My head is still spinning from the Supreme Court of Canada's Whatcott decision. When it comes to human rights commissions and their vague "likely to" thought crimes provision, truth is no defense, neither is motive. In other words, you don't actually have to be guilty of hateful feelings of detestation in order to be found guilty of villification. Equality trumps foundational rights such as freedom of speech and freedom of religion. It was sickening, frankly.
Our hope now rests with pushing for legislative change. That means that all the free speech bloggers and pundits needs to rev up the old public opinion engines and make sure our politicians know these laws must be taken off the books. The next big battle-ground is the Senate on Bill C-304 to eliminate the Section 13 "likely" clause of the Canadian Human Rights Act. While there is a Conservative majority there, some Senators have spoken against the bill. And the Liberals, led by former Parliament Hill journalist Jim Munson are revving up all the tired arguments that seemed to make their way into Justice Rothstein's decision.

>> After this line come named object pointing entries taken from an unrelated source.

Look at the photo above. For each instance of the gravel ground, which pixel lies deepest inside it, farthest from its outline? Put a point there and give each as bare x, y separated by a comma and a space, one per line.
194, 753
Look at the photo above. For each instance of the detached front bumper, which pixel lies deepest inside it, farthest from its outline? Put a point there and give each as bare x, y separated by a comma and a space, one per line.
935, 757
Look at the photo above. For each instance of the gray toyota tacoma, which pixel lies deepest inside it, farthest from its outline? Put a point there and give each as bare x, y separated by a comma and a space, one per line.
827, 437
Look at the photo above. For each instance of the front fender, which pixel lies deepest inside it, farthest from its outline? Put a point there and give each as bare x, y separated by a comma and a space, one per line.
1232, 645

Did anyone else get a sense that the decision was so old hat, so obviously disproven, so discredited that it was astonishing to see them re-iterated by the highest court? As if all the justices do is watch the CBC all the time and don't even realize contrary views and even facts that support them exist. Sigh. I mean, really, the arguments about Germany and the Jews and the Rwandan genocide making it necessary to have human rights commissions are ridiculous. Those genocides were government-sponsored; government entities were promoting the hate speech and used systematic, planned, government-sponsored methods to eradicate Jews or Tutsis in both genocides It was not the result of some guy handing out pamphlets who got the population all riled up.

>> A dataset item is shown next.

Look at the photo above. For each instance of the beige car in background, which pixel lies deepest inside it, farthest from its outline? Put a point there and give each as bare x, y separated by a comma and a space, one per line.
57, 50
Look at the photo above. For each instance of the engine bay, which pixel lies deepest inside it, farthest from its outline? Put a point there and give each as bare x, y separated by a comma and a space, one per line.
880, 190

In fact, reading the Whatcott decision seemed like the ingredients for a hate-tract against believing Christians like myself and the menu for state persecution of those who refuse to bow down and worship the state.
Here's a link to a recent story I wrote about the progress of the bill now before the Senate.
OTTAWA - Senator Douglas Finley warns the passage of Bill C-304 to eliminate the anti-free speech Section 13 of the Canadian Human Rights Act is “not a done deal.”
Conservative MP Brian Storseth’s private member’s bill to eliminate the vaguely worded Section 13 clause that deems communication “likely” to expose a protected group to hatred or contempt discrimination under the act passed the House of Commons last June. Finley, the Conservative senator who is shepherding the bill’s passage through the Senate, said many pundits assumed the fight had been won then, leaving “a false impression.”
“This will receive opposition in the Senate, although we have a pretty large majority,” Finley said, noting that even some Conservative senators have spoken against it.
Bill C-304 is expected to go to a vote on second reading soon. Finley expects the bill to pass and go on to the Legal and Constitutional Affairs committee, which will receive witnesses.
“How long this will take is very largely a matter of the interest shown by outside witnesses to attend the hearings,” he said.
“The process can take anywhere from a matter of days to several months. It’s difficult to predict,” but the “issue provokes passion on both sides of the argument.”
I would advise anyone who is concerned about this issue to contact Senator Finley's office or the committee named in the article. Plan to make an appearance before the committee.
Jay, re last week’s Canadian Supreme Court decision, there’s no doubt (after some partial victories by us northern free-speechers in recent years) that it’s a serious setback for freedom of expression. The defendant, Bill Whatcott, is not partial to those of a homosexual bent. If one feels otherwise on these matters, it’s reasonable to be offended by his observations. But it’s entirely unreasonable to criminalize them. Bruce Bawer, who falls into the protected class on whose behalf the Canadian jurists claimed to act, says take your finely balanced, reasoned, nuanced judgment, and shove it:
"Don’t do me any favors. I feel far less threatened by the likes of Whatcott than I do by courts that consider it their prerogative to limit the liberties of a free people in such an arrogant fashion. The justices seem not to recognize – or to care – that if you want to live in a truly free society, you’ve got to be willing to share that society with people who consider you an abomination and who feel compelled to shout their views from the rooftops."
He’s right. Bill Whatcott is far less of a threat to liberty than those six judges. What’s weird about all this is that, around the world, supposedly free peoples are happy to accord the bench (even a bench whose arguments are as incoherent as the Ottawa guys’) a monopoly power on all the great questions of the age. Even as every other societal institution in the West — church, monarchy — has lost authority, blokes in black robes have accrued more and more.
The biggest danger to a legislative repeal of the insidious faux human rights regime is the deference most Canadians and politicians have for the Supreme Court of Canada.